The Annual Meeting of Stockholders of Covenant Transport, Inc. was
held on May 27, 2004, for the purpose of electing seven directors for
one-year terms. Proxies for the meeting were solicited pursuant to
Section 14(a) of the Exchange Act, and there was no solicitation in
opposition to management's nominees. Each of management's nominees for
director as listed in the Proxy Statement was elected.

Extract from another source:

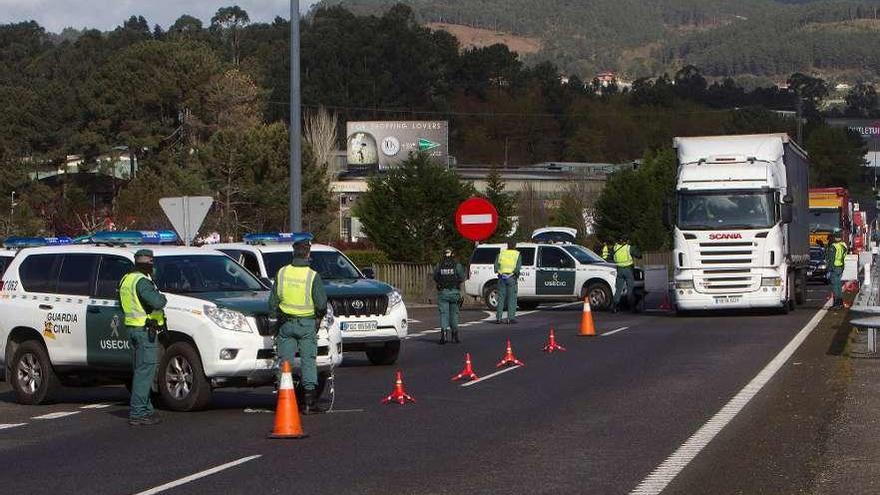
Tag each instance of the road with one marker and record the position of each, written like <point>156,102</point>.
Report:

The voting tabulation on the election of directors was as follows:



Shares Voted Shares Voted Shares Voted
"FOR" "AGAINST" "ABSTAIN"
David R. Parker 13,593,710 - 3,054,983
Mark A. Scudder 13,511,198 - 3,137,495
William T. Alt 13,478,498 - 3,170,195
Hugh O. Maclellan, Jr. 15,779,008 - 869,685
Robert E. Bosworth 15,779,108 - 869,585
Bradley A. Moline 13,506,092 - 3,142,601
Niel B. Nielson 16,199,862 - 448,831



Item 5. Other Information.
Not applicable

Item 6. Exhibits and Reports on Form 8-K.

(a) Exhibits



Exhibit
Number Reference Description
3.1 (1) Restated Articles of Incorporation
3.2 (1) Amended Bylaws dated September 27, 1994.
4.1 (1) Restated Articles of Incorporation
4.2 (1) Amended Bylaws dated September 27, 1994.
10.1 # Amendment No. 6 to Loan Agreement dated July 8, 2004 among Three Pillars Funding, LLC
(f/k/a Three Pillars Funding Corporation), SunTrust Capital Markets, Inc. (f/k/a
SunTrust Equitable Securities Corporation), CVTI Receivables Corporation, and
Covenant Transport, Inc. effective June 1, 2004.
10.2 # Form of Indemnification Agreement between Covenant Transport, Inc. and each officer
and director, effective May 1, 2004.
31.1 # Certification pursuant to Item 601(b)(31) of Regulation S-K, as adopted pursuant to
Section 302 of the Sarbanes-Oxley Act of 2002, by David R. Parker, the Company's
Chief Executive Officer.
31.2 # Certification pursuant to Item 601(b)(31) of Regulation S-K, as adopted pursuant to
Section 302 of the Sarbanes-Oxley Act of 2002, by Joey B. Hogan, the Company's Chief
Financial Officer.
32 # Certification pursuant to 18 U.S.C. Section 1350, as adopted pursuant to Section 906
of the Sarbanes-Oxley Act of 2002, by David R. Parker, the Company's Chief Executive
Officer, and Joey B. Hogan, the Company's Chief Financial Officer.
- ------------------------------------------------------------------------------------------------------------------------

References:

(1) Incorporated by reference from Form S-1, Registration No. 33-82978,
effective October 28, 1994.
# Filed herewith.

(b) Reports on Form 8-K

Page 27

On April 21, 2004, the Company furnished a Form 8-K with the SEC under Item
12 (Results of Operations and Financial Condition) a press release
announcing its financial and operating results for the quarter ended March
31, 2004.

On June 1, 2004, the Company filed a Form 8-K with the SEC to provide
notice to the SEC of the Company's change in 401(k) provider and the black
out period that resulted due to the change.

Page 28








SIGNATURE

Pursuant to the requirements of the Securities Exchange Act of 1934, the
registrant has duly caused this report to be signed on its behalf by the
undersigned thereunto duly authorized.

COVENANT TRANSPORT, INC.


Date: August 4, 2004 /s/ Joey B. Hogan
-------------------
Joey B. Hogan
Executive Vice President and Chief Financial Officer,
in his capacity as such and on behalf of the issuer.